Friday, February 4, 2011

About Frivolity

At lunch this week a dear friend encouraged me to relax some of the restraints I was applying to the more frivolous vein in which I am tempted to work. I am fond of the lavish work of people like Gustav Klimt, William Morris, and Charles Rennie Mackintosh. I like Liberty prints and small paisleys and small flowery design on wall paper. Illuminated manuscripts, Islamic design, all these are complex, highly detailed and decorative arts. I delight in them. And if I just give in to the inclination, that kind of decorative pattern making will flow into my painting.

The Cooper-Hewitt National Design Museum was housed in my alma mater, The Cooper Union. I looked at fabrics and wallpaper and whatever artifacts were displayed there during breaks from class. Then I went back to being a budding abstract expressionist because that is what were trying to be back then. And long after that I became the person who loves and respects the art of minimalists like Ellsworth Kelly and the beautiful and rich simplicity of Sean Scully. No wonder it gets confusing.

I don’t need art to have “meaning”. My choice in reading is mostly fiction which I read for the pleasure of it. It doesn’t matter that this reading is sometimes about tragic lives; the enjoyment of the experience is that it that transports you to a place outside yourself. I will leave to people who know more of human psychology than I to explain why we take that trip watching the small screen or large, by reading of others’ lives, real or imagined, or any of the other ways we find to rest away from our own routines or cares for a moment. Goodbye reality, enough for now. May blessings rain on Netflix and my local library. What luxuries they are.

But I have digressed. I went to my studio after the above mentioned lunch conversation and back to work on a painting that had gone wrong and lost its promise. I decorated it freely and it began to resurrect. Then I gave it some structure (it needed discipline) and it came alive. After that I finished (almost) the two I have posted above. They and the one I just described (at left) are mavericks, far less structured than the others in this series of thirty-two pieces I am focused on now.

I try to keep this blog from becoming personal; I would prefer to keep it about art and life, and I would like to keep it short. A losing battle, both.

These three paintings are still untitled, not yet finished and included in the Structures series currently in progress, mixed media works, 26” x 20” each.


  1. What else is there besides art and life? It IS personal.
    Love you, have a great weekend!

  2. Well, you know. If the thoughts expressed are about what one does, how is that any more interesting or important that what anyone else does? If I speak only of myself or my own experience, how does that become something that adds to somebody else's store?

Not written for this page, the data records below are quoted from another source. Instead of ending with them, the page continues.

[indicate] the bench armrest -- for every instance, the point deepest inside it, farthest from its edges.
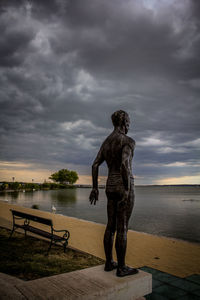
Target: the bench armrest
(66, 232)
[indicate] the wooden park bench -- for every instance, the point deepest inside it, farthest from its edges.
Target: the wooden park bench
(29, 225)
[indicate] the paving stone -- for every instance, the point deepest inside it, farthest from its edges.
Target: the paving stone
(188, 297)
(197, 292)
(194, 278)
(169, 291)
(88, 284)
(155, 296)
(185, 285)
(156, 283)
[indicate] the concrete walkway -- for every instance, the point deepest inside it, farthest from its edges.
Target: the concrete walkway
(172, 256)
(86, 284)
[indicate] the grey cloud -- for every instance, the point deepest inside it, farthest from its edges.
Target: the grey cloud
(65, 67)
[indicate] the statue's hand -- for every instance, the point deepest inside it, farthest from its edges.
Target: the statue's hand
(124, 200)
(94, 196)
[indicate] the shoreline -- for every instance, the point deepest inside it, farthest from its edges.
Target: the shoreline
(176, 257)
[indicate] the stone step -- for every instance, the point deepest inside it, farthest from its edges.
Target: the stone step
(88, 284)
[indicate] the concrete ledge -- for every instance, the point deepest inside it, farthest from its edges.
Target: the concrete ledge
(88, 284)
(160, 253)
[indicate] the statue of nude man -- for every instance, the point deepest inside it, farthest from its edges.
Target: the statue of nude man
(117, 150)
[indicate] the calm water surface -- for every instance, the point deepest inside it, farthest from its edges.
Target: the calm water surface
(168, 211)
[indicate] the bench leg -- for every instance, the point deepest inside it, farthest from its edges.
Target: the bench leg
(11, 232)
(49, 246)
(65, 246)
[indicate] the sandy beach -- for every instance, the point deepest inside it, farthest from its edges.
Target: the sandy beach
(176, 257)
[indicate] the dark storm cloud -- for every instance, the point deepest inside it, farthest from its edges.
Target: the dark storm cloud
(67, 65)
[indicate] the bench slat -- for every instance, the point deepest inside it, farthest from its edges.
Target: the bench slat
(32, 217)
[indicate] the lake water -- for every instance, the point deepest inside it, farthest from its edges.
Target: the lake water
(165, 210)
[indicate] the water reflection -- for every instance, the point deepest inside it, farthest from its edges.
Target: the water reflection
(62, 197)
(166, 211)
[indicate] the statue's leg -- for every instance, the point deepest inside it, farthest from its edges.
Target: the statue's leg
(110, 232)
(123, 215)
(121, 238)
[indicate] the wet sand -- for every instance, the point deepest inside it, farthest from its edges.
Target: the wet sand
(176, 257)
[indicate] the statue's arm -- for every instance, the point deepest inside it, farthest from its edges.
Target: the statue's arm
(125, 167)
(95, 170)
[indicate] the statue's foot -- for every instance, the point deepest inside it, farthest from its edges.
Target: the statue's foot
(126, 271)
(109, 266)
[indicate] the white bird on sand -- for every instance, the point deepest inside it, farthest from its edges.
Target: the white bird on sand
(53, 209)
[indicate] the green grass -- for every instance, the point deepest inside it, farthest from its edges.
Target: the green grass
(26, 259)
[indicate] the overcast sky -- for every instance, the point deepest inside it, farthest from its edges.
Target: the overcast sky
(66, 66)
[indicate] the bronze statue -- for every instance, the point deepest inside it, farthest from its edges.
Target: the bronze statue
(117, 150)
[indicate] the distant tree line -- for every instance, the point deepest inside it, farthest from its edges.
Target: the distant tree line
(62, 179)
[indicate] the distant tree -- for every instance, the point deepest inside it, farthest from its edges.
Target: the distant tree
(64, 176)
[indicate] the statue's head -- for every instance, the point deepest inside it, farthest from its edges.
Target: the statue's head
(121, 119)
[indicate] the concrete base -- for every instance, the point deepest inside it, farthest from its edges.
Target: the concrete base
(87, 284)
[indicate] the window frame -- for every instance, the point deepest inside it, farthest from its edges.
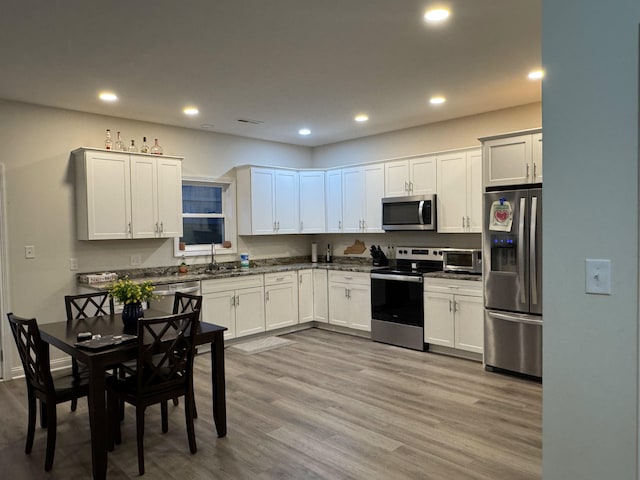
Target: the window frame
(228, 186)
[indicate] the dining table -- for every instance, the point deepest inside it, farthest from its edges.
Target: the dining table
(64, 336)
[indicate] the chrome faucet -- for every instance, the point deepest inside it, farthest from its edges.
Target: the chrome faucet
(213, 265)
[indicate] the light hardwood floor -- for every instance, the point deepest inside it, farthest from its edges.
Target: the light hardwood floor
(329, 406)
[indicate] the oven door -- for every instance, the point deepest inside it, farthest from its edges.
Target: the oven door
(397, 298)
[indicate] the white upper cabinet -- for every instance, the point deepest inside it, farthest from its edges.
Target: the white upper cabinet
(312, 201)
(156, 197)
(267, 201)
(121, 195)
(460, 192)
(333, 200)
(362, 192)
(414, 176)
(512, 159)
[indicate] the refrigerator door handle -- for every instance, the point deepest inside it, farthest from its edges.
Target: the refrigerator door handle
(515, 318)
(532, 250)
(521, 250)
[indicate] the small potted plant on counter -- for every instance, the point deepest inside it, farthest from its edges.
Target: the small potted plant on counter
(131, 295)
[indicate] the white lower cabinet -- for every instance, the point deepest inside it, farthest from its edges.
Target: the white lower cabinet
(454, 314)
(281, 299)
(320, 296)
(236, 303)
(350, 300)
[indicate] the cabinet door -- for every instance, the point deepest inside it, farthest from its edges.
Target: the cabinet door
(169, 195)
(474, 191)
(536, 145)
(219, 308)
(262, 201)
(360, 307)
(396, 178)
(373, 177)
(438, 319)
(312, 209)
(320, 296)
(507, 161)
(249, 305)
(469, 323)
(305, 296)
(281, 305)
(452, 192)
(338, 304)
(106, 182)
(144, 195)
(286, 202)
(334, 201)
(422, 175)
(352, 200)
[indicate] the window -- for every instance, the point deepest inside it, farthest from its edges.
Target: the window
(207, 216)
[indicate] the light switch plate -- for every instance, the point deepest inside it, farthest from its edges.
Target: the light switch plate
(598, 276)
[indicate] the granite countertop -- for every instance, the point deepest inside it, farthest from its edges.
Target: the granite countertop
(454, 276)
(224, 271)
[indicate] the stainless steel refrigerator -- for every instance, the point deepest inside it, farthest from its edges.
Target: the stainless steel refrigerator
(512, 269)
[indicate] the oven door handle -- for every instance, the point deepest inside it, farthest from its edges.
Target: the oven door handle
(396, 278)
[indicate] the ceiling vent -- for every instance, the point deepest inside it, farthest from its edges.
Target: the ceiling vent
(248, 120)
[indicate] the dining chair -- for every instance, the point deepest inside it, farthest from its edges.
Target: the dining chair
(41, 384)
(182, 303)
(164, 370)
(83, 306)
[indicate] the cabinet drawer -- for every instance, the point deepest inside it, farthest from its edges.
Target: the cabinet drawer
(233, 283)
(354, 278)
(280, 277)
(472, 288)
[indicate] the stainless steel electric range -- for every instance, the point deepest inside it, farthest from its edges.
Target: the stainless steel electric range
(397, 297)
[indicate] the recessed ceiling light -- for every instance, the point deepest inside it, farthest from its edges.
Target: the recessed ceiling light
(437, 15)
(536, 74)
(108, 96)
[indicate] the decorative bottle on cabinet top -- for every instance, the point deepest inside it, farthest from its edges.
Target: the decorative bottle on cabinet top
(119, 145)
(144, 148)
(108, 143)
(156, 149)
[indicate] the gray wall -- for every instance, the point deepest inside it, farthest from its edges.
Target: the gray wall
(590, 120)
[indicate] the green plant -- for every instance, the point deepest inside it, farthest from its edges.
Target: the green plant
(126, 291)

And why should anyone read what I write if it is of no benefit to him/her?
    I like to write this blog. I want it to be read. So I think I need to be offering something of value. I am not sure if I can speak of myself and make it useful in some way to my reader. I have no answers to any of this; maybe I'll expand upon it in a blog.

  3. Joan, we are much the richer for your two "lost battles".

  4. Thank you again. I love your work and read your blog faithfully! I copy your images now and each week put your work on my Facebook page as my profile picture!

  5. I am most drawn in when the story becomes personal. In spite of common sense suggesting that other artists must go through the same struggles and self-doubts, it is encouraging to learn that someone who produces work that is so very extraordinary also feels doubt and frustration before it is finished (and sometimes after). And you write so well. I love reading each week and come away thinking about it during the day in the studio. I love the quotes and your take on things. Thanks so much for taking the time to do this.

  6. Hmmm. Maybe just giving free rein to one's impulses would be the right choice of life-style. But, no, think of how I'd look and feel after eating all that chocolate. And I don't even want to think about some of the other ways I might cause myself trouble. Maybe even with the law.
    But, okay. I will give up trying to curb some of these nefarious tendencies.
    Good to hear from you, Lorenzo. I send my love.

  7. Hi Terry, I'd love to check out your blog and see you on Facebook but I can't find you.

  8. Hi Regina, Thank you, I love getting your comments. And I am finding that as I do more of it, I am getting hooked on writing. I have never thought of writing in the same vein as painting but that is beginning to change. Amazing how much there is to do in a life that is so short.
    Love, J.

  9. I couldn't say it better than Regina did. I love your art writings, and your personal writings.

    And the new paintings are gorgeous!

  10. Thank you, thank you, thank you. What a nice way to start the week.